We talk about it not having "subtext," by which I think we mean it doesn't say anything between the lines. Important thoughts never go unspoken. My discovery is this: the audience is never asked to try and figure out what just happened. Shakespeare spells things out clearly enough that the audience is always thinking about what might happen next. He always gives his audience enough time to hear what's being said: arguments have beginnings, middles, and ends; images are completed; conceits drawn out. The verse can go fast because meaning is never off text. If it were, the audience and verse would get out of sync, the audience puzzling out what the last moment wrought, the actor charging ahead to the next surprise, which now the audience will miss, because it's pre-occupied in the wrong way.
Bad Shakespearean acting happens when actors start acting off-line; you've seen it a hundred times, actors hamming it up, doing all that 'feeling' before or after they speak. Even when it's good that kind of acting of Shakespeare is deflating because audience and actor are out of sync.
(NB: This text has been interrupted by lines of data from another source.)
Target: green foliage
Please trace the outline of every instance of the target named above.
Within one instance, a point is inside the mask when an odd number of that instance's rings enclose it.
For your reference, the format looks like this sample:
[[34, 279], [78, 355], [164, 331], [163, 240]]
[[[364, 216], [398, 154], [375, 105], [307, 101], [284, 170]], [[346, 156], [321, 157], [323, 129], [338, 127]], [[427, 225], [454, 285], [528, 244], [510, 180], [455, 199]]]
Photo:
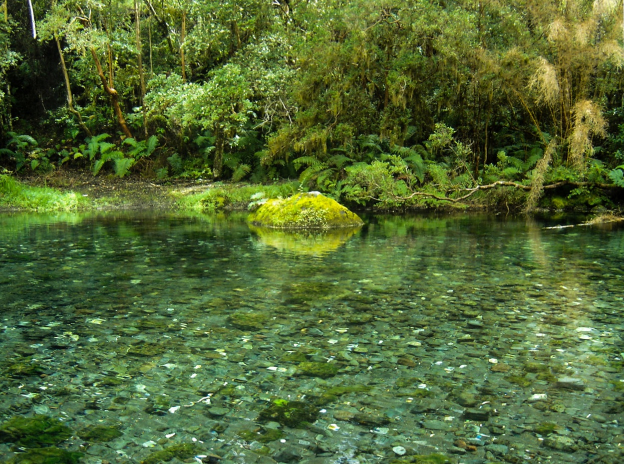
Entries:
[[123, 144], [130, 146], [126, 153], [119, 150], [116, 145], [107, 142], [110, 135], [100, 133], [86, 140], [85, 155], [92, 162], [93, 175], [97, 174], [107, 162], [112, 162], [115, 174], [123, 177], [139, 160], [149, 157], [158, 146], [158, 138], [152, 135], [147, 140], [137, 141], [132, 138], [124, 140]]
[[259, 422], [275, 422], [293, 428], [304, 428], [316, 421], [318, 408], [303, 401], [276, 399], [260, 412]]
[[624, 188], [624, 165], [620, 165], [609, 171], [609, 178], [618, 187]]
[[[5, 155], [15, 162], [15, 170], [19, 172], [26, 163], [26, 161], [37, 145], [37, 140], [27, 134], [17, 134], [15, 132], [7, 132], [8, 137], [4, 144], [4, 148], [0, 148], [0, 156]], [[38, 165], [36, 159], [32, 160], [32, 168]]]
[[32, 211], [71, 211], [84, 205], [85, 200], [74, 192], [61, 193], [53, 188], [31, 187], [7, 175], [0, 175], [0, 205]]
[[290, 196], [297, 191], [299, 183], [288, 182], [267, 185], [228, 185], [218, 184], [205, 191], [185, 195], [178, 199], [183, 209], [195, 211], [223, 211], [248, 208], [250, 202], [261, 197]]

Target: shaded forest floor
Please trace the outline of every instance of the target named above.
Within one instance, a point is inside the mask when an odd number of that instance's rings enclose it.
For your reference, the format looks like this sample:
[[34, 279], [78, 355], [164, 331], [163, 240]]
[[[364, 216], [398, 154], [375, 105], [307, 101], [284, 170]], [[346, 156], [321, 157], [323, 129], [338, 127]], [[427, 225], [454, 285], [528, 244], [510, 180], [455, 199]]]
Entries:
[[27, 185], [47, 186], [62, 192], [74, 191], [101, 210], [168, 210], [177, 208], [176, 198], [198, 193], [213, 182], [173, 180], [166, 182], [139, 176], [124, 178], [94, 176], [89, 173], [57, 172], [52, 176], [22, 178]]

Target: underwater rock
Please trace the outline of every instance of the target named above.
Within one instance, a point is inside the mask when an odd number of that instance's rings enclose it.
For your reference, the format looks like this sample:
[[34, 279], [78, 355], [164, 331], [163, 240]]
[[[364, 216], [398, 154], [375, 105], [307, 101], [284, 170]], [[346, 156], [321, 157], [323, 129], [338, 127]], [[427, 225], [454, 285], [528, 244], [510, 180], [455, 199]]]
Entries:
[[258, 420], [275, 422], [293, 428], [303, 428], [316, 422], [318, 408], [303, 401], [278, 399], [260, 412]]
[[278, 229], [332, 229], [364, 223], [354, 213], [318, 191], [268, 200], [248, 221], [258, 227]]
[[96, 443], [110, 442], [122, 435], [117, 427], [108, 425], [94, 425], [78, 433], [78, 436], [82, 440]]
[[56, 447], [47, 448], [35, 448], [28, 450], [26, 453], [19, 453], [15, 455], [9, 464], [33, 464], [34, 463], [44, 463], [44, 464], [77, 464], [82, 453], [69, 452], [62, 450]]
[[268, 316], [261, 312], [236, 311], [228, 317], [228, 322], [236, 329], [243, 331], [258, 331], [263, 329]]
[[0, 425], [0, 442], [38, 448], [67, 440], [72, 430], [57, 419], [43, 415], [15, 416]]
[[188, 459], [198, 454], [202, 448], [194, 443], [183, 443], [173, 445], [163, 450], [157, 451], [148, 456], [141, 464], [157, 464], [163, 461], [168, 462], [177, 458], [180, 460]]
[[300, 362], [297, 366], [297, 374], [300, 375], [327, 379], [338, 373], [338, 366], [331, 362], [314, 362], [306, 361]]
[[334, 229], [277, 229], [256, 227], [250, 230], [263, 246], [295, 254], [323, 256], [335, 251], [359, 230], [358, 227]]

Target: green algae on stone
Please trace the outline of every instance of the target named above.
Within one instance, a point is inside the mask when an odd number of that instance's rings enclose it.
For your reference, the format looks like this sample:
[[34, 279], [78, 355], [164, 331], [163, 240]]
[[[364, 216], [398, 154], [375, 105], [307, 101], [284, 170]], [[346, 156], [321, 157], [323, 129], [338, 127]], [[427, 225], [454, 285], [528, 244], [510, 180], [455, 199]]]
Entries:
[[78, 464], [82, 456], [82, 453], [48, 447], [19, 453], [7, 462], [7, 464]]
[[260, 331], [265, 327], [268, 316], [261, 312], [236, 311], [228, 317], [228, 322], [236, 329], [243, 331]]
[[14, 416], [0, 425], [0, 442], [38, 448], [61, 443], [72, 435], [72, 430], [57, 419], [43, 415]]
[[300, 362], [297, 366], [297, 374], [300, 375], [327, 379], [334, 377], [338, 373], [338, 366], [331, 362], [315, 362], [306, 361]]
[[112, 425], [94, 425], [78, 433], [78, 436], [82, 440], [95, 443], [110, 442], [122, 435], [117, 427]]
[[390, 464], [449, 464], [454, 462], [455, 461], [444, 455], [434, 453], [430, 455], [404, 456], [400, 459], [391, 460]]
[[303, 428], [316, 422], [318, 408], [303, 401], [278, 399], [260, 412], [260, 422], [274, 422], [293, 428]]
[[278, 229], [332, 229], [364, 223], [354, 213], [318, 191], [267, 200], [248, 221], [258, 227]]
[[141, 464], [158, 464], [163, 461], [168, 462], [174, 458], [180, 460], [188, 459], [199, 454], [202, 450], [201, 448], [194, 443], [183, 443], [173, 445], [152, 453], [141, 461]]
[[16, 362], [11, 364], [6, 369], [7, 374], [11, 377], [31, 377], [40, 375], [46, 370], [35, 362]]
[[247, 442], [269, 443], [279, 440], [284, 436], [284, 432], [278, 428], [261, 428], [256, 430], [241, 430], [237, 435]]

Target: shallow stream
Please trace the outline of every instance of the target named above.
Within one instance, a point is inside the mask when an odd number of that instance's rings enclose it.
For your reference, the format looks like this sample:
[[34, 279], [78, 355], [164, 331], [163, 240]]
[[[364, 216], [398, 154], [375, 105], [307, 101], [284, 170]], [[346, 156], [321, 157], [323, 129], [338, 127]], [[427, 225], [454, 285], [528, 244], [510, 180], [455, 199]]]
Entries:
[[623, 462], [624, 228], [366, 222], [0, 216], [0, 460]]

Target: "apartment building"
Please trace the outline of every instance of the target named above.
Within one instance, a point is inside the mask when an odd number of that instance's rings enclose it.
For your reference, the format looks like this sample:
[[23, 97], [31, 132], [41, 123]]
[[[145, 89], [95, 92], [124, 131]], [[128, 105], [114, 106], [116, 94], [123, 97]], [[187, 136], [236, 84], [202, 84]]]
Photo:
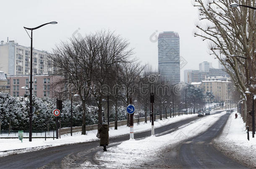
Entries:
[[[33, 73], [51, 73], [55, 70], [49, 61], [50, 54], [47, 51], [33, 50]], [[19, 45], [14, 40], [0, 44], [0, 67], [8, 75], [28, 75], [30, 70], [30, 47]]]
[[7, 85], [6, 75], [4, 72], [0, 71], [0, 92], [9, 93], [10, 88]]
[[[53, 93], [52, 85], [57, 77], [48, 75], [33, 75], [33, 94], [42, 98], [52, 97]], [[7, 76], [8, 85], [11, 96], [18, 97], [24, 94], [29, 94], [29, 91], [21, 88], [22, 87], [30, 88], [30, 78], [27, 75]]]
[[219, 80], [202, 81], [201, 88], [206, 92], [212, 92], [214, 100], [219, 102], [231, 102], [232, 100], [231, 82]]

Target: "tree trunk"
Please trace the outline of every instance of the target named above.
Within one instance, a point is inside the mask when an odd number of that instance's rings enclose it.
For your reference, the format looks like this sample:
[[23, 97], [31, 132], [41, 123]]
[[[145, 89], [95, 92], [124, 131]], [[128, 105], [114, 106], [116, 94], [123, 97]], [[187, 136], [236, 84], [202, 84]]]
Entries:
[[102, 105], [101, 104], [101, 101], [99, 102], [98, 108], [99, 109], [98, 111], [98, 129], [99, 129], [102, 123]]
[[118, 129], [118, 99], [115, 98], [115, 129]]
[[147, 109], [147, 107], [146, 106], [145, 106], [145, 123], [147, 123], [148, 122], [148, 119], [147, 119], [147, 114], [146, 114], [146, 109]]
[[[126, 99], [126, 106], [127, 106], [129, 105], [129, 101], [128, 97], [127, 97]], [[129, 114], [128, 113], [126, 113], [126, 119], [127, 119], [127, 126], [128, 127], [130, 127], [130, 114]]]
[[82, 134], [86, 134], [86, 108], [85, 107], [85, 101], [82, 102], [82, 106], [84, 113], [83, 113], [83, 121], [82, 124]]
[[9, 123], [9, 134], [10, 131], [10, 123]]

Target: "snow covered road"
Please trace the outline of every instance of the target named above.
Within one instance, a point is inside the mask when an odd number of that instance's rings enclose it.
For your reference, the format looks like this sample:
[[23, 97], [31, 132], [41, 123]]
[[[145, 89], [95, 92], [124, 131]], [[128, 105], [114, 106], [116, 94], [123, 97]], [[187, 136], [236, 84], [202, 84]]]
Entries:
[[161, 151], [170, 144], [180, 143], [206, 131], [225, 113], [224, 111], [199, 119], [165, 135], [123, 141], [110, 148], [107, 152], [98, 151], [95, 155], [95, 160], [99, 165], [86, 161], [81, 166], [85, 168], [141, 168], [145, 162], [154, 160], [159, 156]]

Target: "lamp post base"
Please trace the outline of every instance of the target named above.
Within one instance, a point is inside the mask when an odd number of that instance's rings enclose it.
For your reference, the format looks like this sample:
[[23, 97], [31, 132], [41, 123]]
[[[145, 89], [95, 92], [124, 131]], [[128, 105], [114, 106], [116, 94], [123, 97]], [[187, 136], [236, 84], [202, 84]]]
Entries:
[[151, 126], [151, 135], [152, 136], [155, 135], [155, 130], [154, 126]]

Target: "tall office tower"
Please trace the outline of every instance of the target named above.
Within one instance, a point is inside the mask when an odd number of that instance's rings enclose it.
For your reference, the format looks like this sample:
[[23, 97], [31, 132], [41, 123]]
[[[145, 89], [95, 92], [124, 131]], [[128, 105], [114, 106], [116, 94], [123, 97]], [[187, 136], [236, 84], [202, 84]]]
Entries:
[[180, 37], [178, 33], [167, 31], [159, 34], [158, 71], [161, 77], [171, 83], [180, 82]]
[[[48, 61], [50, 53], [45, 51], [33, 50], [33, 73], [52, 73], [55, 70]], [[0, 43], [0, 68], [7, 75], [21, 75], [30, 73], [30, 47], [22, 46], [10, 40]]]
[[212, 68], [212, 63], [204, 61], [199, 64], [199, 70], [208, 72], [210, 68]]
[[192, 71], [193, 71], [193, 70], [189, 69], [189, 70], [185, 70], [185, 71], [184, 71], [184, 82], [185, 82], [185, 83], [188, 82], [188, 73], [192, 72]]
[[225, 67], [224, 67], [224, 66], [221, 64], [221, 62], [220, 62], [220, 61], [219, 61], [218, 62], [218, 63], [219, 63], [219, 69], [225, 69]]

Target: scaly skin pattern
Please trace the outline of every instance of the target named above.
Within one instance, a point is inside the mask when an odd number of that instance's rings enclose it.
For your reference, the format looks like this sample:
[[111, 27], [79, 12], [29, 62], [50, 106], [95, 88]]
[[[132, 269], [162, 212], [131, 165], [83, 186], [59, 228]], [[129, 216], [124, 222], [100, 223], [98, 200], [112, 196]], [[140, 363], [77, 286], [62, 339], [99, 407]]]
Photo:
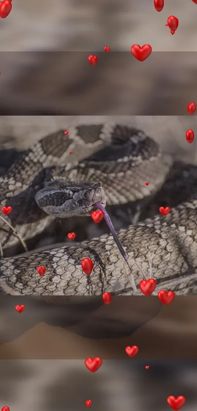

Two things contributed to this discovery tonight: 1) reading Woza Shakespeare by Antony Sher and Gregory Doran, their memoir of mounting Titus Andronicus in South Africa, in which Doran writes about how acting off-line in Shakespeare bogs it down and mishaps a play; and 2) going over proposed cuts in Titus, especially one cut that makes me fear the audience will remain a beat behind me in a crucial moment. I see now that in cutting Shakespeare one must be careful not to make the text denser than it already is. Shakespeare packs in so much more than other writers do because he almost always prepares the way so clearly and explicitly as he goes. One is at peril of unraveling him into nonsense through injudicious cuts. Cutting Shakespeare per se is just fine. However, one must cut for the ear rather than for the eye. If you have to act Shakespeare for the eye you're f**ked.